At a recent fundraiser in Philadelphia for a non-profit focused on promoting the use of technology in schools, Managing Director Rich Negrin issued a call to action for those in attendance.

Video game demo for Managing Director Rich Negrin

“We all have a stake in this, and we can’t do it alone. We need everyone’s help to ensure that our children have every opportunity possible to plug in to the digital economy and the ever expanding world of technology.”

The Managing Director was the featured speaker at the FATE Tech Bootstrap Expo – a fundraiser that also showcased the work of amazing young students taking advantage of an innovative new approach to teaching programming skills. These students applied their new skills to build video games, which they were eager to show off to the Managing Director and others in attendance.

This event was a fitting prologue to another event that took place this past weekend – the first ever hackathon in Philadelphia targeting high school students.

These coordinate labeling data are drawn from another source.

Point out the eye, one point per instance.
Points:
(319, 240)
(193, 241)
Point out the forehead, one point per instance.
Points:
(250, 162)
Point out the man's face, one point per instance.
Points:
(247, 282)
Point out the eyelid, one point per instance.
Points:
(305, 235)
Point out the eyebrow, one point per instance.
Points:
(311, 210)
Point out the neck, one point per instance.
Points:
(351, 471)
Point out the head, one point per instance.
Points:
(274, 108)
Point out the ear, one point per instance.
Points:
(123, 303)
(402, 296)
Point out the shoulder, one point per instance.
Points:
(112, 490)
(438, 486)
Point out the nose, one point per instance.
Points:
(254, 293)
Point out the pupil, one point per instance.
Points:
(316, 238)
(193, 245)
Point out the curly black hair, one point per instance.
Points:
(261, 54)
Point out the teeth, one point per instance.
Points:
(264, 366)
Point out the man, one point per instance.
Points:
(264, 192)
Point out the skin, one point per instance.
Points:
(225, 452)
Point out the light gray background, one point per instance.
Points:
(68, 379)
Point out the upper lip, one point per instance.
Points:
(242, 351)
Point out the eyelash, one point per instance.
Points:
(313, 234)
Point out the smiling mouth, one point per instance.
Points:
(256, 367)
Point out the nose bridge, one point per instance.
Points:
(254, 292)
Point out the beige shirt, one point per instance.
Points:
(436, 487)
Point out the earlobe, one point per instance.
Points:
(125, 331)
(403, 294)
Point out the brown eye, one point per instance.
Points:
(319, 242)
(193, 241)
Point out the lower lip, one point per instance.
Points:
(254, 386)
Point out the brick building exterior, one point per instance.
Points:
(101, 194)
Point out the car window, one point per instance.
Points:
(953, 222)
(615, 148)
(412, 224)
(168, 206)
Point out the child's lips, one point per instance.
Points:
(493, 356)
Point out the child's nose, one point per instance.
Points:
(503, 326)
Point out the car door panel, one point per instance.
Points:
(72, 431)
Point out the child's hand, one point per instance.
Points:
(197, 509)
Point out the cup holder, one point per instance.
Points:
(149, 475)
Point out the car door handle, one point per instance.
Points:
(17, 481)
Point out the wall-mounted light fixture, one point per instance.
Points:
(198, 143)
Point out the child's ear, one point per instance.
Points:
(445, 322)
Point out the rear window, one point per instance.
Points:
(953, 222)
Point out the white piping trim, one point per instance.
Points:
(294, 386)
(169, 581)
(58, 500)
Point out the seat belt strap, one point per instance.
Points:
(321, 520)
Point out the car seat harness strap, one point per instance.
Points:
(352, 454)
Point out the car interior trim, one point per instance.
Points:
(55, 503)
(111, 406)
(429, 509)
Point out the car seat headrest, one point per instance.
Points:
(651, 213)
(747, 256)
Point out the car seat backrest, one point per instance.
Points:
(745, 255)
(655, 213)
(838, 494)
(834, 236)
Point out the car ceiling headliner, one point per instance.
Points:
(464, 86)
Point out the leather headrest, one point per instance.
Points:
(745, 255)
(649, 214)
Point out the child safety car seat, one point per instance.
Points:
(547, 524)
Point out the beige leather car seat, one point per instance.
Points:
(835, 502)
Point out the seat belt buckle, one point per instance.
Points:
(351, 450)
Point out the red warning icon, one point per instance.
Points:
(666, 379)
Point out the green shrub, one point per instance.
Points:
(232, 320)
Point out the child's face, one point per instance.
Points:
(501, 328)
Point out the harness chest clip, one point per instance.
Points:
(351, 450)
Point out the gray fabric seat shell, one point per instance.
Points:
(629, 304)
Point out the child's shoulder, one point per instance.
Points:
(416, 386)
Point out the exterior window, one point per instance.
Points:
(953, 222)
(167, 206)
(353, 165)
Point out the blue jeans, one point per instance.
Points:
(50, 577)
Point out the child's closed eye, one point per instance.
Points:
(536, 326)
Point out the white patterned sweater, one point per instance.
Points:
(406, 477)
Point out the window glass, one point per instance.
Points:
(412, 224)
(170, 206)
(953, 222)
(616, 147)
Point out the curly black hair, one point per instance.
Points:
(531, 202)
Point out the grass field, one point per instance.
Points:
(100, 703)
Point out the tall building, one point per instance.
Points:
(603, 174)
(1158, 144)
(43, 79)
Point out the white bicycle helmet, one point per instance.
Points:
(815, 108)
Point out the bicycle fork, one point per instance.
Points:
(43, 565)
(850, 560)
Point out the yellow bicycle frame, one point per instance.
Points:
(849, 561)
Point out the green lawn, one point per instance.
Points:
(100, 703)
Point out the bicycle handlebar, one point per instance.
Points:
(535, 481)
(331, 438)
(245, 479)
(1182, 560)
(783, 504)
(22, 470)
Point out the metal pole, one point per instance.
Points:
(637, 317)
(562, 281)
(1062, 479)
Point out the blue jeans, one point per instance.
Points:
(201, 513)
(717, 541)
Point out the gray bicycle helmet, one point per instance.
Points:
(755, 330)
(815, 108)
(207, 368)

New Foundations Charter School was the setting for an event called WebSLAM, which paired high school students with mentors to work on building new and redesigned websites for local non-profits.

Student technologists at WebSLAM

Initiated in Baltimore by the Digital Harbor Foundation, WebSLAM gives students real world experience applying technology skills and the opportunity to work with actual clients. Each team works closely with non-profits to gather requirements for a new website, survey available technology options and build a new website over a several week period, culminating in a weekend-long coding session with mentors and other volunteers. I had the pleasure to serve as a judge for the event this past weekend, and the City’s Director of Civic Technology – Tim Wisniewski – served as a technology mentor for teams.

At the conclusion of the event on Saturday evening, four teams had completed high quality websites for a group of excited and appreciative non-profits. Each of the young participants gained valuable experience and skills applying their knowledge to a real project, for an actual client. This is the kind of team work and collaboration the Managing Director was referring to in his recent remarks – when we can engineer opportunities for young people to acquire and apply new technology skills we are enabling the next generation of civic leaders. We all have a stake in that, and it’s important that we capitalize on every opportunity to provide these opportunities to young people.

This Summer, another exciting opportunity to get young people involved in technology and programming will be offered by Temple University’s Urban Apps & Maps Studio. With the the support of the Knight Foundation, hundreds of young people from Philadelphia’s undeserved communities will get a chance to plug into the world of technology and software development.

Over the next three summers, 300 high school and college-age students will take part in a six-week program at Temple’s Urban Apps and Maps Studios, learning the basics of digital design and business skills. About a dozen will then become year-round community fellows working with the university and developers to create apps that solve the challenges of urban communities.

Sign up for the Urban Apps & Maps Summer program here.

Efforts to introduce young people to technology and programming are picking up momentum in Philadelphia, and there are more and more exciting opportunities becoming available every day. But to echo the Managing Director’s call to action, we need everyone’s help. If you know of an innovative program to teach young people technology skills, drop the details into the comments on this post, or tweet at the Managing Director’s office with the specifics.

We want to help spread the word about all of the great opportunities available to young people in Philadelphia and help enable the next generation of great civic leaders.